Saturday, November 6  7:00pm - 10:00pm
Open Space Café
2815 SE Holgate
Portland, OR
  
The Tangent Press & Reading Series is pleased to host a cross-genre reading of fiction, poetry, and non-fiction on Saturday, 6 November at 7 PM. Portland-based writer and editor Kevin Sampsell will be joined by Southern California writers K. Lorraine Graham and Mark Wallace. The event will take place at the in Southeast Portland (2815 SE Holgate).

www.thetangentpress.org/readings.html
Admission is free.

Kevin Sampssell is the author of the short story collections, Beautiful Blemish and Creamy Bullets. His newest book is the memoir, A Common Pornography. He has been the publisher of Future Tense Books, a micropress, since 1990.

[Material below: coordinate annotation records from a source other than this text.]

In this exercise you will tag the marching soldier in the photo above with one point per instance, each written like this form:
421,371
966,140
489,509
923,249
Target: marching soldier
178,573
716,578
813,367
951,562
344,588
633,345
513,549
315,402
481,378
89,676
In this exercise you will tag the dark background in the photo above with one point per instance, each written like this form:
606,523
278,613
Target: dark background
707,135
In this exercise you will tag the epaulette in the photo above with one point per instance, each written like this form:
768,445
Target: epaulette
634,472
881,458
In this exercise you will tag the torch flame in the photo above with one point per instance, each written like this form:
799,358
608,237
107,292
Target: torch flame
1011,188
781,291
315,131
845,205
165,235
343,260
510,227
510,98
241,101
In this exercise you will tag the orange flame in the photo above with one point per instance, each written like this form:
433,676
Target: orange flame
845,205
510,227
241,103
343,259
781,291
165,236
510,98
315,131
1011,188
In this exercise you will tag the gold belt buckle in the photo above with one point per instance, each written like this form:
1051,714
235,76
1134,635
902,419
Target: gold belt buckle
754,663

K. Lorraine Graham is the author of Terminal Humming (Edge Books), and her visual work has appeared in the Zaoem International Poetry Exhibition at the Minardschouwburg, Gent, Belgium, and the Infusoria visual poetry exhibition in Brussels. She lives in Carlsbad, CA, with her partner Mark Wallace and Lester Young, a pacific parrotlet. You can find her online at spooksbyme.org.

Mark Wallace is the author of more than fifteen books and chapbooks of poetry, fiction, and essays. Temporary Worker Rides A Subway won the 2002 Gertrude Stein Poetry Award and was published by Green Integer Books. His critical articles and reviews have appeared in numerous publications, and he has co-edited two essay collections, Telling It Slant: Avant Garde Poetics of the 1990s, and A Poetics of Criticism. Most recently he has published a short story collection, Walking Dreams (2007), and a book of poems, Felonies of Illusion (2008). Forthcoming in early 2011 is his second novel, The Quarry and The Lot. He teaches at California State University San Marcos.